Now let's evaluate the blip2 model.

In [7]:
def test_blip2():
    from transformers import Blip2Processor, Blip2ForConditionalGeneration
    
    print("Loading BLIP-2 model...")
    model = Blip2ForConditionalGeneration.from_pretrained(
        "/var/scratch/ave303/models/blip2flan-t5-xxl",
        # load_in_8bit=True,
        torch_dtype=torch.float16,
        device_map="auto",
        # temperature=0.8,
        low_cpu_mem_usage=True
    ).eval()
    processor = Blip2Processor.from_pretrained("/var/scratch/ave303/models/blip2flan-t5-xxl")
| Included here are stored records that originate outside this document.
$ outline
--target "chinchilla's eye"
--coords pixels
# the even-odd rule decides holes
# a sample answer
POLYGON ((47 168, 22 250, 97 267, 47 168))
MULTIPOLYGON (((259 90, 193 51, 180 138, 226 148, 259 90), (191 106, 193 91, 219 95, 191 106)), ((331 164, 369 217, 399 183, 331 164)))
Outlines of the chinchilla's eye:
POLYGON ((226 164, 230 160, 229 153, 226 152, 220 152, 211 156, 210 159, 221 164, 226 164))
    ## opt-2.7b average performance, better instruction following 
        # Format - Answer(total number):
    ## opt-6.7b(8bit) better performance with atleast answering, not well-instruction tuned, but provides number for answers
        # Format - Answer(total number):
    ## flan-t5-xl does fine but needs a lot of post processing, does not follow instructions to clearly
        # Format - Answer(provide total number):
    ## flan-t5-xxl(8bit) decent performance, better with instruction I think, slight postprocessing needed
        # Format - Answer:
    
    # Optional: Enable memory efficient attention
    if hasattr(model.config, 'use_memory_efficient_attention'):
        model.config.use_memory_efficient_attention = True
    
    tester = BenchmarkTester()
    blip2_results = tester.evaluate_model(
        "blip2",
        model, 
        processor, 
        "blip2-flan-t5-xxl_results.json", 
        batch_size=50
    )
    # tester.save_results("blip2_results.json")

    if blip2_results is not None:
        print("Initial test successful!")
    
    # Clean up
    del model, processor
    torch.cuda.empty_cache()
    gc.collect()

## Run Evaluation

Now we can run our evaluation. Let's start with the Fuyu model:

In [None]:
# test_fuyu()

And then the BLIP-2 model:

In [None]:
test_blip2()